On the way to exploring the value of writing for defusing traumatic experience, Dr. James Pennebaker discovered some unexpected functions of small, innocuous words. Link to his recent article in Scientific America here.
In the early 1980s, Pennebaker, a social psychologist, wondered if writing about a traumatic experience, particularly a traumatic experience that a person previously had kept secret, would improve the person’s mental and physical health.
If he’d asked those of us who write a lot would have responded with an unqualified, “Yes.” But since he didn’t ask us, and anyway, scientists like to find things out for themselves, he went on to develop a computer program to analyze language people used to write about trauma.
This and other projects amassed a huge amount of text which Pennebaker and his colleagues analyzed over some thirty years. They discovered a lot about the nuances of language. For example, mentally healthy people tend to use fewer I, me, my pronouns, while people with mental health issues use those pronouns more frequently.
There is a gender difference in the way men and women use words. I got to admit that, for me, this was another “duh” finding. Anyone who has tried to have a serious discussion with a person of the opposite gender probably already figured this out.
What I did find is surprising that word patterns can also identify emotional state, level of honesty, and leadership ability.
Consider these words: boy — chair — sister — hid
Even with no context, people form images of those words. We have mental images of what a boy looks like, what a chair looks like, what the action to hide something looks like and so on. My chair may not look like your chair, but we can communicate by saying, “chair.”
How about this list: it — with — the — never — most — very
It’s a lot harder to form images of those words, and almost impossible to communicate concepts with just those words.
Pennebaker called nouns, verbs, adjectives, and adverbs content words. 99.9% of the words we know are content words, but those words are used to make only 45% of what we say or write. Function words—pronouns, articles, prepositions , auxiliary verbs, negations, conjunctions, quantifiers, and adverb helpers—make up less than 0.1% of any language, but are used 55% of of the time. How the function words are used is what makes language, language.

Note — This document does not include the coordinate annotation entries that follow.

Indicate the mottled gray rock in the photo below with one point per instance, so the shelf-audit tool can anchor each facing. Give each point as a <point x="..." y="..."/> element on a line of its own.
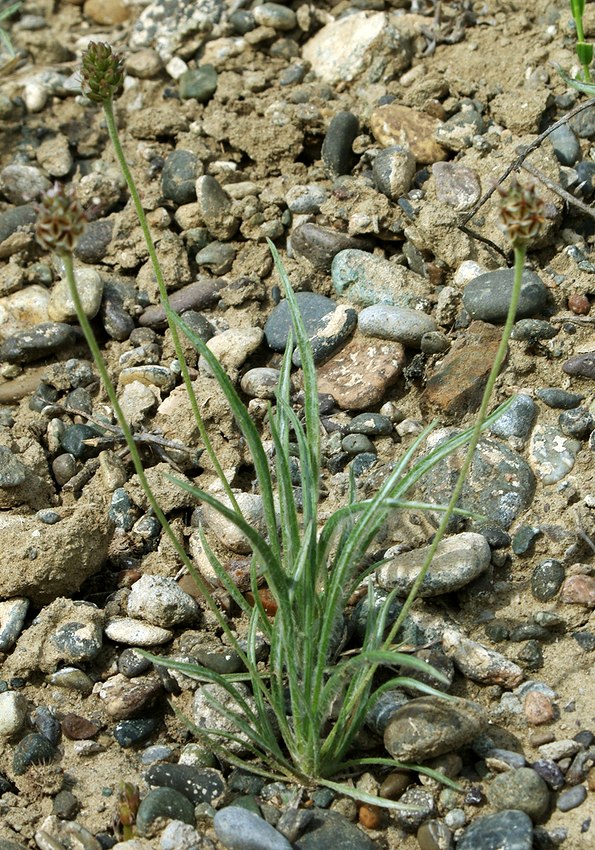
<point x="427" y="727"/>
<point x="399" y="323"/>
<point x="239" y="829"/>
<point x="488" y="296"/>
<point x="161" y="601"/>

The boy hid his sister under the chair, but the intruder still found her.
The boy was angry because his sister hid his chair.
Same nouns and verbs — boy, sister, hid, chair — but two sentences with very different meanings.

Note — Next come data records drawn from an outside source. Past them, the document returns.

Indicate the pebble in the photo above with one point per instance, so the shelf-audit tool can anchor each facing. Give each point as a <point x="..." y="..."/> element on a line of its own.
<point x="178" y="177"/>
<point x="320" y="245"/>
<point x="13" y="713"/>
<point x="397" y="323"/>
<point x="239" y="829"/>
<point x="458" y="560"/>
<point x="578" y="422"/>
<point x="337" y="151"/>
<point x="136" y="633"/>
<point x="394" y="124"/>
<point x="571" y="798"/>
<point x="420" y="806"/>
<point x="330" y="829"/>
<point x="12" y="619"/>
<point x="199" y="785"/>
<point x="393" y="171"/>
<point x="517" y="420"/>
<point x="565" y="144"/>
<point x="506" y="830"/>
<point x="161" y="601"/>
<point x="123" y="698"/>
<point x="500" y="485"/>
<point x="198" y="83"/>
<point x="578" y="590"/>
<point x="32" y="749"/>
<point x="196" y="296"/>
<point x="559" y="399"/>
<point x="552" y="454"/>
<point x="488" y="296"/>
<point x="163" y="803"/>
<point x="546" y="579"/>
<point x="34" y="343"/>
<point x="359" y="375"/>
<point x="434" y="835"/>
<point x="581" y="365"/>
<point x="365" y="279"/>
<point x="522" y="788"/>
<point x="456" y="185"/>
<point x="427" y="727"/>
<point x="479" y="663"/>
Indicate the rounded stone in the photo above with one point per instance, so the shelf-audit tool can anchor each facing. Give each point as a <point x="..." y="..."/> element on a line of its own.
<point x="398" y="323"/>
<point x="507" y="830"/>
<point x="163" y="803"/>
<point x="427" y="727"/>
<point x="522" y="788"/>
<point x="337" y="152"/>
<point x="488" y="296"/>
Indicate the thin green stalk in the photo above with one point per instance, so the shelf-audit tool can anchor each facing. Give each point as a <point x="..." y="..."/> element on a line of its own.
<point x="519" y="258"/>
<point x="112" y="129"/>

It’s the function words that
-- are style determiners. If you’re given two pages, one written by Tess Gerritsen and one by S. J. Rosen, you’ll come to the conclusion of who wrote what because of the function words, not the nouns and verbs. Try this experiment: have someone get a book by each of those authors and photocopy any page at random. Let’s say page 46 of each book. They should use a black marker to mark out proper nouns, like character names or locations. Then you take those two pages and, looking only at the function words, make a guess of who wrote which one. Chances are that you’ll be right.
- are words that our brains are not wired to notice. They flow through our consciousness almost without notice.
- require social skills to be used properly because the speaker and listener have to have shared assumptions and knowledge in order to engage in a conversation loaded with function words. This conversation is almost entirely function words. These two people obviously know what they are talking about, but we can only guess.
“Was he in?”
“What do you think?”
“What did he say?”
“To ask her.”
So, all that advise to writers to use descriptive adjectives and nouns, and strong, action verbs might just be wrong. There might be as much value in watching what pronouns our characters use, and how often and paying a lot more attention to function words.
Instead of a quote this week, here is a neurological factoid I picked up this past week.
If you are stuck on a problem, let’s say you can’t figure out how to get your protagonist to recognize the importance of the yellow rose as a clue, do exercises that involve cross-body movement. Swing your arms from one side to the other or do a little dance step that involves one foot stepping behind the other foot.
Cross-body movements integrate both halves of the brain and often result in unlocking solutions to problems.